The Pittsburgh Press (September 12, 1944)

americavotes1944

Stokes: Farmers, sore at New Deal, hope Dewey will ‘free’ them

GOP candidate doesn’t have to sell them; they’re fed up with Washington policies
By Thomas L. Stokes, Scripps-Howard staff writer

With Governor Dewey’s party –
Governor Dewey today took his presidential campaign cavalcade into Nebraska on what amounted to a carrying-coals-to-Newcastle expedition.

Both Iowa and Nebraska are staunchly Republican. There’s no doubt about that. The people decided some time ago.

Out here, Governor Dewey met an intriguing political paradox, best illustrated by the contrast between today and 1932.

Then there were poverty on the farms and hardship in the towns here. Angry farmers armed themselves with pitchforks to keep the sheriff from foreclosing their acres. The desperate farmers swept up behind Franklin D. Roosevelt as their deliverer, and admittedly his New Deal program helped put them back on their feet.

Farmers ‘rich and sore’

Today, the farmers are prosperous. The war is making many of them rich. They are paying off their mortgages. They are, in the local idiom, “rich and sore.” The majority has deserted President Roosevelt.

What has happened is that the farmer, an individualist by nature – except when he is desperate, as in the depression years – again has become a capitalist in psychology, now that he is again a capitalist in fact.
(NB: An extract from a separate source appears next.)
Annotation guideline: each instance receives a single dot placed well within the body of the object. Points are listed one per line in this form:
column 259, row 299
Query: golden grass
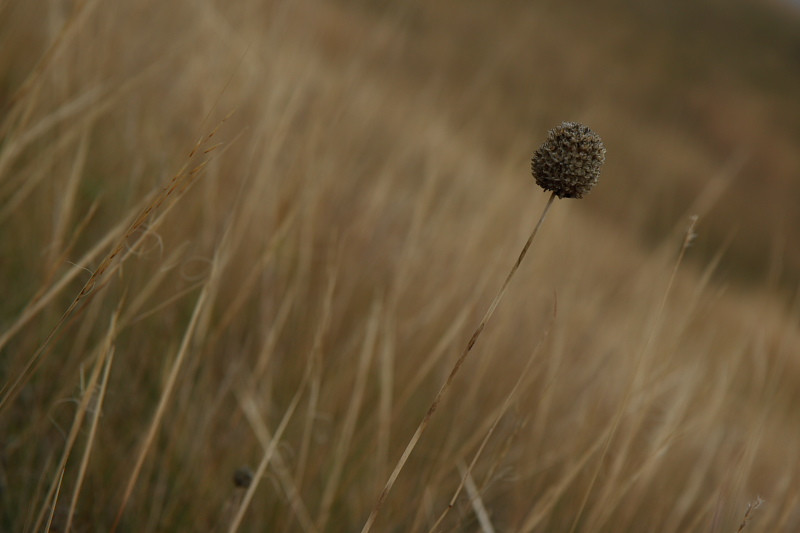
column 260, row 234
He swings naturally back to political and economic conservatism.

The farmers wrap up all the evils, of which they see themselves victims, in OPA, although this is really just a general term for virtually every agency in Washington which issues regulations for them.

Hot about labor policies

They complain about price restrictions, although prices are good and they are making plenty of money. They have a problem in the shortage of labor, for which they blame the wages for labor at war plants and the draft. They resent gasoline rationing.
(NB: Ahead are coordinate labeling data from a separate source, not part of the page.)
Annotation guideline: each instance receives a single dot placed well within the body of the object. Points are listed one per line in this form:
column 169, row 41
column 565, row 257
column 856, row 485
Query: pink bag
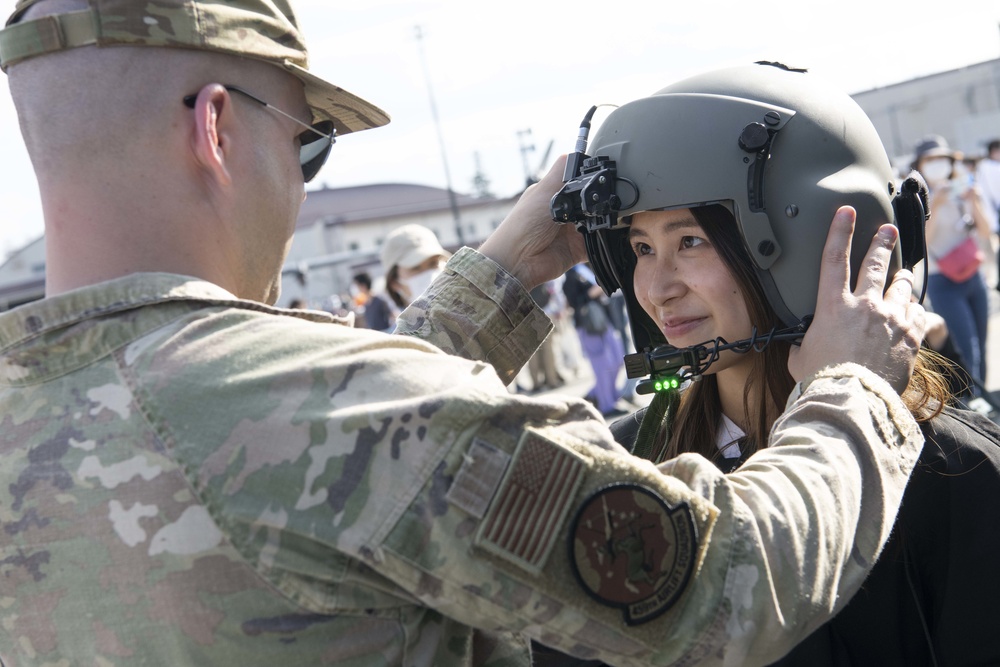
column 962, row 261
Most of all, perhaps, they resent New Deal labor policies, complaining that the New Deal has been weighted heavily for labor and against the farmers. Today, the divisions between farmers and labor in this country is wide and deep and any attack on Sidney Hillman’s CIO and its Political Action Committee is relished.

So, Governor Dewey didn’t have to sell anything here. It was already sold.

But Governor Dewey kept busy consulting with representatives of farmers, business and labor, and politicians. He is making valuable political contacts in this section, not so necessary now, but which will be helpful if he is elected, and, perhaps, even if he is not. For there are some who think the young man, if he fails this time, will try to get control of the party organizations for four years hence.

Nobody has done that successfully in recent years, but he did it in New York, being the only defeated candidate for governor in our time who was renominated.